05/13/2022
Received some recognition from the town Historic Preservation Commission. Will proudly be mounting on the house in the next couple of weeks.
2022 CLARKSVILLE HISTORIC PRESERVATION COMMISSION
100-YEAR-OLD HOME RECOGNITION
421-423 East Riverside Drive
The Noon House - Circa 1861
This wooden duplex home was one of the barracks of the Civil War recruitment camp named 'Joe Holt'. The camp was organized in Clarksville in June of 1861 and occupied land along the riverfront just west of the Indiana State Prison. That area was then owned by Samuel Patterson, an early lessee of the prison and a cousin of Union General Lovell Rousseau of the "Louisville Legion". Because President Lincoln feared losing Kentucky from the Union, he sought land in Indiana, the closest free state to Kentucky, as the site of a Union recruitment camp. While not considered architecturally significant, its historical significance is colossal. It is possibly the only wooden structure remaining in Indiana that housed soldiers of the Civil War.

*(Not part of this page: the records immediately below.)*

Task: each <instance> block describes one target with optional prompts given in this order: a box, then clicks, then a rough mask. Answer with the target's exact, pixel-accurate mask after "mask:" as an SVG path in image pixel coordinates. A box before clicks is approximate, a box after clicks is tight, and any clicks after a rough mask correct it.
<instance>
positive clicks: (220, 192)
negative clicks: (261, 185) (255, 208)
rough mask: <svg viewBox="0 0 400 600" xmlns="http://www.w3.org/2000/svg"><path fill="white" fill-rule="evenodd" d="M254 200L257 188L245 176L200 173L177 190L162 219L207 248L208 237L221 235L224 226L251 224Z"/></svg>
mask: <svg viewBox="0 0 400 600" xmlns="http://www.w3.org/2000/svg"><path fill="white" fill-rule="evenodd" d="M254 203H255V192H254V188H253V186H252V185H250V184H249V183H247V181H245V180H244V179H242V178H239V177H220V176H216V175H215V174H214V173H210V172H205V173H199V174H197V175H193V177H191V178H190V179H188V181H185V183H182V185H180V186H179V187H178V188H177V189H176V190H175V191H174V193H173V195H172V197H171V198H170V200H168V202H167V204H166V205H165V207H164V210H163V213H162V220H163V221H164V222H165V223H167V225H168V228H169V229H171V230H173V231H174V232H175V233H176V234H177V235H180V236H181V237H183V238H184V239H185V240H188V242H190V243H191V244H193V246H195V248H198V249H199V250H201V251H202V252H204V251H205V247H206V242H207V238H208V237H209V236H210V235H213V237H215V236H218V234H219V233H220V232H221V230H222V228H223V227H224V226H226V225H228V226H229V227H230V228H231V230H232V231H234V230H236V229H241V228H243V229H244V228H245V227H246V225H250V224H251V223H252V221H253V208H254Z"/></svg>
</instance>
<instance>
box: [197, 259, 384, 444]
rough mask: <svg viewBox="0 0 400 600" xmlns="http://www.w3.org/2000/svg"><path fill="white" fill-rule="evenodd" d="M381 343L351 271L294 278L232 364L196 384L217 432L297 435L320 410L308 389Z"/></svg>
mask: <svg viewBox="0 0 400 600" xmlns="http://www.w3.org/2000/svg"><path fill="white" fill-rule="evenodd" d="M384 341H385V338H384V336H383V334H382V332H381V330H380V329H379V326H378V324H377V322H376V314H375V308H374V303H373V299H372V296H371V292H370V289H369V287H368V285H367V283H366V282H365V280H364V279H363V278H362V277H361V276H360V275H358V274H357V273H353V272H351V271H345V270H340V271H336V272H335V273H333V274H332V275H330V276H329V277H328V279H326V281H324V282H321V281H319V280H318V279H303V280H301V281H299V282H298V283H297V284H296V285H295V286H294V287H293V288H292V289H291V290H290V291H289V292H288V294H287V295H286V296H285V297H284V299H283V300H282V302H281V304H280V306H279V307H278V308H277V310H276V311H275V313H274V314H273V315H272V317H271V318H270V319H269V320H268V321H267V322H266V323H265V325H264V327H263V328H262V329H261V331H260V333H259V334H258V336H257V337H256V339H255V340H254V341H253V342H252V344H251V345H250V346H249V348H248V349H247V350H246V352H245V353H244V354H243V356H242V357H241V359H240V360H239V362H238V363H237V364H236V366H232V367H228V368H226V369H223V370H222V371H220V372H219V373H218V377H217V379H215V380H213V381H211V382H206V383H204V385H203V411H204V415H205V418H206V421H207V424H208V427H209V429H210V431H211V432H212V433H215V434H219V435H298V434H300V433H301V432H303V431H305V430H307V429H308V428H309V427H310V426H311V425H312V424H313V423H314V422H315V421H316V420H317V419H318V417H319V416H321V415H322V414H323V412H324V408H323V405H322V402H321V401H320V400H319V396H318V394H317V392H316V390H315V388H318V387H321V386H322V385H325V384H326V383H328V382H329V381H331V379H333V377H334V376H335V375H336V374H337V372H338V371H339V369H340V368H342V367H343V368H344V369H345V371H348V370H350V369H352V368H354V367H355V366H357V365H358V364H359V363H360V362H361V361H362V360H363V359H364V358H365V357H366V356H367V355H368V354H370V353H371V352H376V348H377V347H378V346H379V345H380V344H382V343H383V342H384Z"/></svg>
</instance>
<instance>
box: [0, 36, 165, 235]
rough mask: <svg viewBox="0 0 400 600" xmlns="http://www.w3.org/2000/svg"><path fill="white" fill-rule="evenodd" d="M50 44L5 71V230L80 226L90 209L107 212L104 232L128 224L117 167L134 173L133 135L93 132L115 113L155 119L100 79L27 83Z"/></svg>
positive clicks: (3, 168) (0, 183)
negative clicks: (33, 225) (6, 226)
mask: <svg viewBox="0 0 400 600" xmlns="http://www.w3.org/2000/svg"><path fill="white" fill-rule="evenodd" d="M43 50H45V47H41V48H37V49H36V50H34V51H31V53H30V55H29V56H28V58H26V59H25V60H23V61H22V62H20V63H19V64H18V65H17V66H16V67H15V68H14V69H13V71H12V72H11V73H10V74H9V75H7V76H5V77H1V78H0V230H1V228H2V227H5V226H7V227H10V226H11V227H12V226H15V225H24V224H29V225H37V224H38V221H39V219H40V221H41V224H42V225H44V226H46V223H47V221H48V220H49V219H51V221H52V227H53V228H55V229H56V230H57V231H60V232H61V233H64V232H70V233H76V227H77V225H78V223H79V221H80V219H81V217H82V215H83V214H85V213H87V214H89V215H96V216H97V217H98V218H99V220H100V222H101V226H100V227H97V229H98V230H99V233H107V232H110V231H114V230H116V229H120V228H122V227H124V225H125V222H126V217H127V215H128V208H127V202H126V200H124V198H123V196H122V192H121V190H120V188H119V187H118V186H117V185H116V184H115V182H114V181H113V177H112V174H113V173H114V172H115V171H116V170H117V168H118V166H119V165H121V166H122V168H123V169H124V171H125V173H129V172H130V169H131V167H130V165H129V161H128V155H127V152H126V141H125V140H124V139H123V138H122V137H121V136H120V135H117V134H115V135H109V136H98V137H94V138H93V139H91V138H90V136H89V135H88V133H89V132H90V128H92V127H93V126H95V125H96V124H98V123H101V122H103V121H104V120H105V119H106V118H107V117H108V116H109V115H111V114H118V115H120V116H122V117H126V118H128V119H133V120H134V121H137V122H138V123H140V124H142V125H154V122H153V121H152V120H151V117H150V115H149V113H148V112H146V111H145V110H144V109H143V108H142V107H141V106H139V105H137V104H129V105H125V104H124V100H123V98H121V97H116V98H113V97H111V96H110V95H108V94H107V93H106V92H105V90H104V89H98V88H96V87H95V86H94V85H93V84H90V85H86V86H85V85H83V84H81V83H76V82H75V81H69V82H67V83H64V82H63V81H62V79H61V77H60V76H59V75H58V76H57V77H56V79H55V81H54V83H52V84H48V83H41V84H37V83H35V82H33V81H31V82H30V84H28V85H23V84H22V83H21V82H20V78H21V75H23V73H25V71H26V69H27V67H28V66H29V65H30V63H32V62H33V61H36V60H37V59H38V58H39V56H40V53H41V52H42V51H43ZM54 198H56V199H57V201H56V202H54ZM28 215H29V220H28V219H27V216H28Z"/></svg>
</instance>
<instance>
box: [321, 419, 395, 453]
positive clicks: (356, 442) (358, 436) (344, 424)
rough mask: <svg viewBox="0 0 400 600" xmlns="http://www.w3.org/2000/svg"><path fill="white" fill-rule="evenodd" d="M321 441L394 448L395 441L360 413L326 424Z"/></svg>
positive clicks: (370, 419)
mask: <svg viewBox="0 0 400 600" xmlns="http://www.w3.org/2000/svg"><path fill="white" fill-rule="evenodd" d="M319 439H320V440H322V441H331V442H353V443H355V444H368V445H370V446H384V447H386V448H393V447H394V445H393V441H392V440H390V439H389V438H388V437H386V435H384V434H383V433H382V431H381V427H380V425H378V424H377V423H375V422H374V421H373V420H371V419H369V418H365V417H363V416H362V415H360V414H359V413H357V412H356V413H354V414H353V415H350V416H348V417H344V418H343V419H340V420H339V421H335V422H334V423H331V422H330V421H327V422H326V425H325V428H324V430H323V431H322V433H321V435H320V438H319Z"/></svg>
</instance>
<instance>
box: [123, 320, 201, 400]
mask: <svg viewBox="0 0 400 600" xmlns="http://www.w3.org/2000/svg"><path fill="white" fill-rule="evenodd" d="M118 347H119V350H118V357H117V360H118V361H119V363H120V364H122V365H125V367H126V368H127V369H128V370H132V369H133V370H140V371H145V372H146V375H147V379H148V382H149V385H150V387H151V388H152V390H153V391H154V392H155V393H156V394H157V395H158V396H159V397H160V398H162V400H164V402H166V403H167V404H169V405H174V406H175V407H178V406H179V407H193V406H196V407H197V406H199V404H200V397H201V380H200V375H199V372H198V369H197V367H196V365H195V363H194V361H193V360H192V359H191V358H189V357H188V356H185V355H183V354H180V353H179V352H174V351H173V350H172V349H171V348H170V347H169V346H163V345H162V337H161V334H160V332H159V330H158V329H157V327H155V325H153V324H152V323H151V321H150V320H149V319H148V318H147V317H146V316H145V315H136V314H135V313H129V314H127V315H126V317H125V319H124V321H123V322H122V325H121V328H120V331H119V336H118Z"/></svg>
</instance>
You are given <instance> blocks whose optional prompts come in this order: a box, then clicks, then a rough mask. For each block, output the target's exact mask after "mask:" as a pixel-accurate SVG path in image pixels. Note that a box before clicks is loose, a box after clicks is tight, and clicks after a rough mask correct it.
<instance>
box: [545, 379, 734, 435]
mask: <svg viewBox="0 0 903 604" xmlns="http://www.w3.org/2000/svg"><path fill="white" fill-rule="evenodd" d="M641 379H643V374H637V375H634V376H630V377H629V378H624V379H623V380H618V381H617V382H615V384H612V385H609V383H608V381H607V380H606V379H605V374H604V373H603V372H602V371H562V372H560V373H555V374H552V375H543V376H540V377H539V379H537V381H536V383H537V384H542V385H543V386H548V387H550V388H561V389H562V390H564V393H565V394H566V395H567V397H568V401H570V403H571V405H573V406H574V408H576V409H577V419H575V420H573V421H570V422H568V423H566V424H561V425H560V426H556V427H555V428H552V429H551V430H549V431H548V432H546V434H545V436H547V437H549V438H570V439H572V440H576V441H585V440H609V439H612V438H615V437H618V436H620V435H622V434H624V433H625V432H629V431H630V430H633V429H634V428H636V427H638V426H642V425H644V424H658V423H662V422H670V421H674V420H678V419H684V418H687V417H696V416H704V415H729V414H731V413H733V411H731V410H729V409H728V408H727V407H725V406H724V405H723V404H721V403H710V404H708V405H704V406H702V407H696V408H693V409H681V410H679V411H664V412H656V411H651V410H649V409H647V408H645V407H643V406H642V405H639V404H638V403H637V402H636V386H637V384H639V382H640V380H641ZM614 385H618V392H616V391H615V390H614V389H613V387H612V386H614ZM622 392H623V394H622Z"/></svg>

At the end of the war, the U. S. Army sold the land and buildings of the camp to Joseph Smith and Jacob Smyser, owners of the Ohio Falls Car Works and Smyser's Planing Mill. The wooden buildings, built as stores, barracks, officer's quarters and hospital buildings, were sold by them to individuals. In 1874, one of those buildings was sold to William and Bridget Noon. The Noon's were Irish from Galway, and they bought the building for their family home. William and Bridget raised their family at the house. Their son Michael and his wife Nola resided in the home and raised 7 children Michael Jr., Bud, Leo, Nola, Nellie, John and Martha.
The house was single family for 2 generations, and at some point, after 1941 the house was made into a duplex. It eventually became home to Leo Noon and John Noon. Leo an Army WWII veteran, retired from the Clarksville Fire Department after 19 years of service in 1971. Leo with his wife Ann Mueller, raised their son Ronald at 423. Ronald was a Vietnam Veteran. John Noon, a Marine WWII veteran resided at 421 until his death in 1989. Nellie was born in the house in 1911 and resided at 423 from 1978 until her death in 2007.
The home has been owned by 5 generations of the Noon family since 1874. The house is presently owned by Kristi Moe who is the great-great granddaughter of William and Bridget Noon, Kristi along with her husband Phillip Moe take loving care of the home and have no plans for the home to be sold outside the family.